Hunt had a commanding lead in opinion polls for much of the campaign, with one poll in 1983 putting him nineteen points clear of Helms. However, that was changed by the most bitterly contested election in the country that year. Hunt ran a campaign ad connecting Helms to death squads in El Salvador through his association with the Nationalist Republican Alliance, for whom Roberto d'Aubuisson had recently run for the President of El Salvador. In the short time before election day, however, the highly popular incumbent US President Ronald Reagan gave Helms a significant boost by campaigning for him and running a local TV ad praising Helms and asking registered voters in North Carolina to re-elect him.
The election cost a total of $26,379,483 in total reported spending (over twelve times as much as the 1980 race), of which, 64% ($16.9m) was spent by Helms.

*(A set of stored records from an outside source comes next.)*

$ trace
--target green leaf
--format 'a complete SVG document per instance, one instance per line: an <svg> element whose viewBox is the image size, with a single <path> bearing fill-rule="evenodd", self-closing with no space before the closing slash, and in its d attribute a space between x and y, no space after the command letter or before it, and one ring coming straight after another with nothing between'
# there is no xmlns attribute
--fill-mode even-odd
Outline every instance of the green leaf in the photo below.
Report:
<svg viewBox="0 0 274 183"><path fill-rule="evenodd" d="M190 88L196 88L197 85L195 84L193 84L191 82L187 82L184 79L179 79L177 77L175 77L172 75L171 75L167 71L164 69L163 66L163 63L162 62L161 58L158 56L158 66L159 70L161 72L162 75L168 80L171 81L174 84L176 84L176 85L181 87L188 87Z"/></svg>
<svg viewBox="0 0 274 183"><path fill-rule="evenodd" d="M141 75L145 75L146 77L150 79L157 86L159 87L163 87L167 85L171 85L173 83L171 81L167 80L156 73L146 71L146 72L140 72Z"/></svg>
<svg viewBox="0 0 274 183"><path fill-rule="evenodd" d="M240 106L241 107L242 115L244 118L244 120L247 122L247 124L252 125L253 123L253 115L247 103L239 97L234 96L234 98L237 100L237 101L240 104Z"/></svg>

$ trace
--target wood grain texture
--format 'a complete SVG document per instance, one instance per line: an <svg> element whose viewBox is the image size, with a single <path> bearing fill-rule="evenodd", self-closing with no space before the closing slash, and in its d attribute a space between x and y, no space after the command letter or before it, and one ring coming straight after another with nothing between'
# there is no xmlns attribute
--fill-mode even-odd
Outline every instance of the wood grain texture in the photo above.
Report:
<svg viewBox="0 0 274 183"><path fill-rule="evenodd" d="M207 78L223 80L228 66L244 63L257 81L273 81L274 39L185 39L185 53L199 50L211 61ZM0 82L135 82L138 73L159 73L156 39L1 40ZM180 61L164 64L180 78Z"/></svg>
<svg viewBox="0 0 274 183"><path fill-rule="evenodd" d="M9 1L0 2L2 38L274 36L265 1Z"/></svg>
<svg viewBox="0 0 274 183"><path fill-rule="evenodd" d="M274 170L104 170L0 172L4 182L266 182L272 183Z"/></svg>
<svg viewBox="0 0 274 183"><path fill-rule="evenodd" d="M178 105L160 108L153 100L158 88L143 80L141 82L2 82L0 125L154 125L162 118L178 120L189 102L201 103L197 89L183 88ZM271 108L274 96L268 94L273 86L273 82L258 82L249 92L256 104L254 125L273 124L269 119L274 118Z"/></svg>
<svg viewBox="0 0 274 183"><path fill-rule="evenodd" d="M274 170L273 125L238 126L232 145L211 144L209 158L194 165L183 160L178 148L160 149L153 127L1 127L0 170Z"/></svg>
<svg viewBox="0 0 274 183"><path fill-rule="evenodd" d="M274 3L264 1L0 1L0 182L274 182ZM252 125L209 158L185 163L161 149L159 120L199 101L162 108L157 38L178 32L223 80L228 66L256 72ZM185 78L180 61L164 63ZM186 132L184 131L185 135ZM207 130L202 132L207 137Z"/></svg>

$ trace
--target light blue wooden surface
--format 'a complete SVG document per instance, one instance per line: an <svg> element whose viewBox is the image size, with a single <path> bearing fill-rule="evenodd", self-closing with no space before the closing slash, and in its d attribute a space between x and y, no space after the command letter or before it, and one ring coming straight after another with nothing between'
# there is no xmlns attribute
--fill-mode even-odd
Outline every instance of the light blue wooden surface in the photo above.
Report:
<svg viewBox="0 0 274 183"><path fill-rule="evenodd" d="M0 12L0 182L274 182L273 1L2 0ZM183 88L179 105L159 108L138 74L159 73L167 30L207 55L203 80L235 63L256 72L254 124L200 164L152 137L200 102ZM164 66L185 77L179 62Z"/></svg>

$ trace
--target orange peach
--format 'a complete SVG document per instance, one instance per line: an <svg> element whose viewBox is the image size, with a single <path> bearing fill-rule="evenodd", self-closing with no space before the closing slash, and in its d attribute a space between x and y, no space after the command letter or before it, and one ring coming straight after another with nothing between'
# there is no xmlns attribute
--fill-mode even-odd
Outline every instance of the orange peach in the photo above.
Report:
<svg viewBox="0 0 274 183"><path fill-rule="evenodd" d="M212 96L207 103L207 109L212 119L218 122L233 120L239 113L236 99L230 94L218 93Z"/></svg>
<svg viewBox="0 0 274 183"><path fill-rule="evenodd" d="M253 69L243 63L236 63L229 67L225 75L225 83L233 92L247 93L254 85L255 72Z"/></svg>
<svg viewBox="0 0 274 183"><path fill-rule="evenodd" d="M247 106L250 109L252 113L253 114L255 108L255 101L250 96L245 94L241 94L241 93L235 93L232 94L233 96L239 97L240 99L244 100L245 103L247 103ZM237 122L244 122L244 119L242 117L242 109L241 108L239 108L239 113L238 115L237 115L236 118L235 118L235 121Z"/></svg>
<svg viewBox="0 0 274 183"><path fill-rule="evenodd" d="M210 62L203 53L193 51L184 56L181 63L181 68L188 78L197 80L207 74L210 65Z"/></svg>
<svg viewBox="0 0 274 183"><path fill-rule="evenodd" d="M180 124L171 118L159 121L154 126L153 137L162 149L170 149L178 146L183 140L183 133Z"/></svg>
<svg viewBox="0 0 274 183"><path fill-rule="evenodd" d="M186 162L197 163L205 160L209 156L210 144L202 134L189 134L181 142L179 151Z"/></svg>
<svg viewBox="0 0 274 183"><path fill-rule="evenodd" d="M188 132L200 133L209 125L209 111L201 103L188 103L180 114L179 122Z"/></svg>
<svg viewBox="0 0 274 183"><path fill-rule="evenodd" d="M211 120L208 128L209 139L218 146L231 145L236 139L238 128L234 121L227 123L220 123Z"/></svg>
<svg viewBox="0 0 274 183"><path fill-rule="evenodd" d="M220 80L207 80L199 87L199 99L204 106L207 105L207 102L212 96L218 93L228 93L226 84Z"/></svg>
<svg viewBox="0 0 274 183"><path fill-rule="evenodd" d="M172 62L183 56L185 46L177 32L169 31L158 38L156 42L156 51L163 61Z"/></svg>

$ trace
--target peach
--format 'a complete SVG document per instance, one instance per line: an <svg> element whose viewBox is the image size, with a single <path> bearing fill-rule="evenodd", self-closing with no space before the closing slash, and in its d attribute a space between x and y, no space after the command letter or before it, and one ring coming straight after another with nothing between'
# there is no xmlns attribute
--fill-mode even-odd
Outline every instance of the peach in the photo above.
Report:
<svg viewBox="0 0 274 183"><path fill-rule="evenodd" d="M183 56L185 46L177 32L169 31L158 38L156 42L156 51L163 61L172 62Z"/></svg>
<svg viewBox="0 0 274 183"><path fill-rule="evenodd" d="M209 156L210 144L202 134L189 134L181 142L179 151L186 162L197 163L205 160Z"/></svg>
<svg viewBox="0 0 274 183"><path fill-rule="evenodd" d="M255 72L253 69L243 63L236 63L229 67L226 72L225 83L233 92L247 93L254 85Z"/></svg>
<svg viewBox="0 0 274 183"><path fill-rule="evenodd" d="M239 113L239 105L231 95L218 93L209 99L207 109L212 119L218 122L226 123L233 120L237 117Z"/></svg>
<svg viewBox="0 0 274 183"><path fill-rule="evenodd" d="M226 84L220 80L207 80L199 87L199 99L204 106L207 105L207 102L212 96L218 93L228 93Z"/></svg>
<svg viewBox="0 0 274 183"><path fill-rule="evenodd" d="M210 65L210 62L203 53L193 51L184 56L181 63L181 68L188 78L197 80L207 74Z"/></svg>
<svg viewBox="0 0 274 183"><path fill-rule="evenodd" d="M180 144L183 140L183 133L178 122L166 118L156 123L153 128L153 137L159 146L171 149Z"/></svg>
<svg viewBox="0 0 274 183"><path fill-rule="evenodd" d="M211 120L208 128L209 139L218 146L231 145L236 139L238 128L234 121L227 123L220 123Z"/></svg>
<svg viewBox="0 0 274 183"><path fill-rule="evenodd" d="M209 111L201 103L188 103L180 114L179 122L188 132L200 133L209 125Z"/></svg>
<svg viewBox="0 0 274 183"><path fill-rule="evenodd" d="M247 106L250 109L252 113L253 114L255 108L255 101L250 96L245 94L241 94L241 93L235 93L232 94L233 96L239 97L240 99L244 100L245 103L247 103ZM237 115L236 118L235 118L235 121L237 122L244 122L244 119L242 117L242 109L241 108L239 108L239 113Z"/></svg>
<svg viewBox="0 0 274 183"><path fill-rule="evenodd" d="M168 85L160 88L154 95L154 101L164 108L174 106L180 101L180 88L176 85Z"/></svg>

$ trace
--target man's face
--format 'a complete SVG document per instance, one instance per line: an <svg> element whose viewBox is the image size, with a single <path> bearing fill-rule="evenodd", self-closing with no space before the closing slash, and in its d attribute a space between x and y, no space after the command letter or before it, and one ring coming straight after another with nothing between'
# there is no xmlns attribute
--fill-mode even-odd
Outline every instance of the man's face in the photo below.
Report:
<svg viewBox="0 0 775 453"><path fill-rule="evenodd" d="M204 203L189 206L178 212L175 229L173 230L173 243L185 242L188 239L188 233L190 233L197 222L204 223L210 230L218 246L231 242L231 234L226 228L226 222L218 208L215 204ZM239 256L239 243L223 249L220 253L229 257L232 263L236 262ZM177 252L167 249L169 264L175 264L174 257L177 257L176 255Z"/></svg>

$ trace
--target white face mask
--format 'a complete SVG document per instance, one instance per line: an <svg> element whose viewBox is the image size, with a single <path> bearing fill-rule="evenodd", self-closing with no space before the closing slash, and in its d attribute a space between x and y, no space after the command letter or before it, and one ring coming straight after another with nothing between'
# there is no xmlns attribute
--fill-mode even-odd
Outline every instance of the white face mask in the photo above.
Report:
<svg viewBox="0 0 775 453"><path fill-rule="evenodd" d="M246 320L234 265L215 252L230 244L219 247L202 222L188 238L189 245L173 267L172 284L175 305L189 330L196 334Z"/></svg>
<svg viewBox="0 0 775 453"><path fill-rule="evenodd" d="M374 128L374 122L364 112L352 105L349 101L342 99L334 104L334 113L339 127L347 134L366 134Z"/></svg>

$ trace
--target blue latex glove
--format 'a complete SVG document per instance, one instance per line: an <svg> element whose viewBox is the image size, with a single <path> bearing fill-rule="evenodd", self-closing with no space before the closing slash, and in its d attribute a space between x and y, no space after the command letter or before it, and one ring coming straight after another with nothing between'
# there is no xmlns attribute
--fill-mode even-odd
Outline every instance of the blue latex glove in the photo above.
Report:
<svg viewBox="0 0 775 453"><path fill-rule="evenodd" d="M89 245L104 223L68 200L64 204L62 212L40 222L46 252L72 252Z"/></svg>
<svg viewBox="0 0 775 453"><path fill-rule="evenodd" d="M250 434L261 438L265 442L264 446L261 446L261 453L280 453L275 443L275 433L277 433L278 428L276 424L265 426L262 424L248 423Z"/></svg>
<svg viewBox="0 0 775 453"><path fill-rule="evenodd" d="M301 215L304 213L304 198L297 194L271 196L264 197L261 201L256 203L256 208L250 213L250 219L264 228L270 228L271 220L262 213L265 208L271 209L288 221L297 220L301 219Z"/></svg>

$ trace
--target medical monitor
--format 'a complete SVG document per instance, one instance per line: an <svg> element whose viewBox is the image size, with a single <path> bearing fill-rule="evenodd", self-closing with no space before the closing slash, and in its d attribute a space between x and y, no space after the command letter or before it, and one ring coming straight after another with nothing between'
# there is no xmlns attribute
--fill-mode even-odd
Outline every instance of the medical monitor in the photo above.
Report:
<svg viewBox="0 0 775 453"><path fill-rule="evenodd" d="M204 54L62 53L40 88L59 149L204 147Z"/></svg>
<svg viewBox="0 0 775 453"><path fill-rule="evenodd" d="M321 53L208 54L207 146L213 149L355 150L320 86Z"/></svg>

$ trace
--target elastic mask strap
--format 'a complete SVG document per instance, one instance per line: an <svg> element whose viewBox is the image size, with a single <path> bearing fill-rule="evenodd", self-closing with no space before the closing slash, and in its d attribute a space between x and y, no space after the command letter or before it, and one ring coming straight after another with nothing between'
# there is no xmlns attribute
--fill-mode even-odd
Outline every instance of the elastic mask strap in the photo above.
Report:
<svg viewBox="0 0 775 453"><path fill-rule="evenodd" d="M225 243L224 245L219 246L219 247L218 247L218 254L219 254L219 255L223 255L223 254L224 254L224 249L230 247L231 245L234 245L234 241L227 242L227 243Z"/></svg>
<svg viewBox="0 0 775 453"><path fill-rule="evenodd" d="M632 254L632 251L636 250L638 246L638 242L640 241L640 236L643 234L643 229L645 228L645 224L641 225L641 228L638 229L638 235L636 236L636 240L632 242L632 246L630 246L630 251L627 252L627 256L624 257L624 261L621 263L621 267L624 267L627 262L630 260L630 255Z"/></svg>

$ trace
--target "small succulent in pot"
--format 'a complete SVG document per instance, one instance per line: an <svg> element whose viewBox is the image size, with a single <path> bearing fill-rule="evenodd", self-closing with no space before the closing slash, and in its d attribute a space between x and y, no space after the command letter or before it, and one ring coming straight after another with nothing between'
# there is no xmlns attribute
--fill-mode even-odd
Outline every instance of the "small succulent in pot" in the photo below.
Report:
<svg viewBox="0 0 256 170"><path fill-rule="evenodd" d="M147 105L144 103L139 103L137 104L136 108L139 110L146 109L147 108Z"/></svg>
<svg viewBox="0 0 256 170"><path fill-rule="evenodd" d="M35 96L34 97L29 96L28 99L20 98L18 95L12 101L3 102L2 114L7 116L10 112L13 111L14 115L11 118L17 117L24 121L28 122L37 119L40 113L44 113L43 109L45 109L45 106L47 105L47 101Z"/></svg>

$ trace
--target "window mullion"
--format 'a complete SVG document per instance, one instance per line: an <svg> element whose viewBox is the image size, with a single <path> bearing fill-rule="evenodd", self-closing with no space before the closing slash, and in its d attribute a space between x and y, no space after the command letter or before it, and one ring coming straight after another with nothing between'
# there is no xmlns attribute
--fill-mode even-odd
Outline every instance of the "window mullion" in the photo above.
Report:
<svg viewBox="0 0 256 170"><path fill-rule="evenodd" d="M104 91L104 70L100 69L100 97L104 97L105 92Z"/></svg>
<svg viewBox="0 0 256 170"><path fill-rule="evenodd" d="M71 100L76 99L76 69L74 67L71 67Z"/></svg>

Voters Education Project (VEP) in Atlanta study showed that Helms received 63 percent of the white vote and was particularly successful in small towns and rural areas, while receiving less than 1 percent of the black vote in 35 almost-all-black precincts. "Hunt got 37 percent of the white and 98.8 percent of the black vote, according to VEP. But only 61 percent of registered blacks voted, down from 63 percent in 1980." While, The Raleigh-Durham-Chapel Hill Research Triangle has "more PhDs per capita than anyplace in the country" one-quarter of North Carolina's adults had not completed high school by 1984. It had among the lowest industrial wages in the United States and was third in terms of mobile homes.